Na primeira vez que falou em público sobre o relatório relativo à investigação que começou em Maio de 2017, Mueller concluiu que o que está nas suas 448 páginas falava por si. “Escolhemos bem as palavras”, sublinhou. “Além do que disse aqui hoje e do que está no nosso trabalho escrito, penso que não é apropriado dizer mais nada”, cita a agência Reuters.

Nesta declaração sem direito a perguntas, Mueller declarou a investigação “encerrada”, anunciou a sua demissão do Departamento de Justiça e o seu “regresso à vida privada”.

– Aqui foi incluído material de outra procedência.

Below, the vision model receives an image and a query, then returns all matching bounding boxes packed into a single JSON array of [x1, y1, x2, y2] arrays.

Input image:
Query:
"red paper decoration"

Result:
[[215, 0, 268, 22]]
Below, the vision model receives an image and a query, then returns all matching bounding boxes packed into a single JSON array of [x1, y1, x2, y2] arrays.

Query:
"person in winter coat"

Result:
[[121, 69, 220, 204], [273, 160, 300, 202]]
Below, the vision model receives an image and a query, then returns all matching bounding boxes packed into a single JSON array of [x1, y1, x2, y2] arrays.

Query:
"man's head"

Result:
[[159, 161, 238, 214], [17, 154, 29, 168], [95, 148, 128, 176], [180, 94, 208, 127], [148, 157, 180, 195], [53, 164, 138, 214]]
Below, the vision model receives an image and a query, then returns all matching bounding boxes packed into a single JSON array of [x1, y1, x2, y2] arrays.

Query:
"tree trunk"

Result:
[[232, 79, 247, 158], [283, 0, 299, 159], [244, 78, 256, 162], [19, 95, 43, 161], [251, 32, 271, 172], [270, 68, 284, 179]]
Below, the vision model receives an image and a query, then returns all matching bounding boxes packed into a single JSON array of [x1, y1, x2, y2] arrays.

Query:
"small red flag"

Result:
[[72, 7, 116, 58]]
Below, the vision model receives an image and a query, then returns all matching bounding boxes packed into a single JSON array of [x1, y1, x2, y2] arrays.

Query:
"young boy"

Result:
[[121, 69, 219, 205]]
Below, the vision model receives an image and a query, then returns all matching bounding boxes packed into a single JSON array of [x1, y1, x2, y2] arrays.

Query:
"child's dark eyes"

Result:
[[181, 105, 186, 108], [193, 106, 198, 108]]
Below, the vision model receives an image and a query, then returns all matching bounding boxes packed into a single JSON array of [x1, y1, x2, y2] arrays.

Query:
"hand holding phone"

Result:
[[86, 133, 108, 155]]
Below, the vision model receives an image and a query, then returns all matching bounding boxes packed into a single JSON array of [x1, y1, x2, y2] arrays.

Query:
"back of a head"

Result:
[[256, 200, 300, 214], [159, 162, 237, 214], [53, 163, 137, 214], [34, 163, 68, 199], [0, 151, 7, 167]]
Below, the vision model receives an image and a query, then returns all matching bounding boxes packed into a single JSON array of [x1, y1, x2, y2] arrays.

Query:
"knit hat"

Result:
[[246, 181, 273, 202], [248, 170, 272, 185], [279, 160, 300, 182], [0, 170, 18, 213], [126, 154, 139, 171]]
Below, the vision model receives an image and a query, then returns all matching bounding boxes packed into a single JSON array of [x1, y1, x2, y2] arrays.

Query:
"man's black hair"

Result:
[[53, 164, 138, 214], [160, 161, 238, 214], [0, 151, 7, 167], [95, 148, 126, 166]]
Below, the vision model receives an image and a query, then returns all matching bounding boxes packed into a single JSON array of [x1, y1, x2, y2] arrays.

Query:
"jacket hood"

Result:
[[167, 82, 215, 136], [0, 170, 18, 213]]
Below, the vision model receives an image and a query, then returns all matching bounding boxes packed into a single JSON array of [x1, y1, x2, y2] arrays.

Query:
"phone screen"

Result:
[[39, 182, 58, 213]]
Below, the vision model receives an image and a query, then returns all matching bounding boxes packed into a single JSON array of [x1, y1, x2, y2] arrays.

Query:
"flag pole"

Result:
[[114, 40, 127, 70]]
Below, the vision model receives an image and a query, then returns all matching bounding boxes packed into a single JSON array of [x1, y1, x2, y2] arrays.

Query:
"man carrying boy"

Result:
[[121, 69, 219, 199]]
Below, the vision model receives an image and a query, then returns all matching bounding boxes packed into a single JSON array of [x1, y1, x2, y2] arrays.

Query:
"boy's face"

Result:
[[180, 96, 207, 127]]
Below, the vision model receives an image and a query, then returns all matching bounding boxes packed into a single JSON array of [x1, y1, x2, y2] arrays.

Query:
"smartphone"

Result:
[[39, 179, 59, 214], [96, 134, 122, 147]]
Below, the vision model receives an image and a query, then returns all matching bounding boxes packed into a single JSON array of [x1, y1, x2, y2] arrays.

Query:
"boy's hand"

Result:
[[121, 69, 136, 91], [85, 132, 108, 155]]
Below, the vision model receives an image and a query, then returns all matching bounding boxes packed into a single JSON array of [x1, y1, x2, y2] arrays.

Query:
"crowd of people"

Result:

Uma versão muito editada do relatório foi publicada em Abril, concluindo que não havias provas suficientes de que a campanha do então candidato republicano tivesse feito parte de uma conspiração criminosa com Moscovo. O relator recusava-se, depois, a fazer uma apreciação sobre se Trump obstruiu a Justiça, embora descrevesse 11 vezes em que o Presidente tentou impedir a investigação, lembra o diário britânico The Guardian.

As últimas palavras de Mueller foram, todavia, para sublinhar que “houve múltiplos esforços sistemáticos para interferir na eleição [nos EUA] e a alegação merece a atenção de todos os americanos”.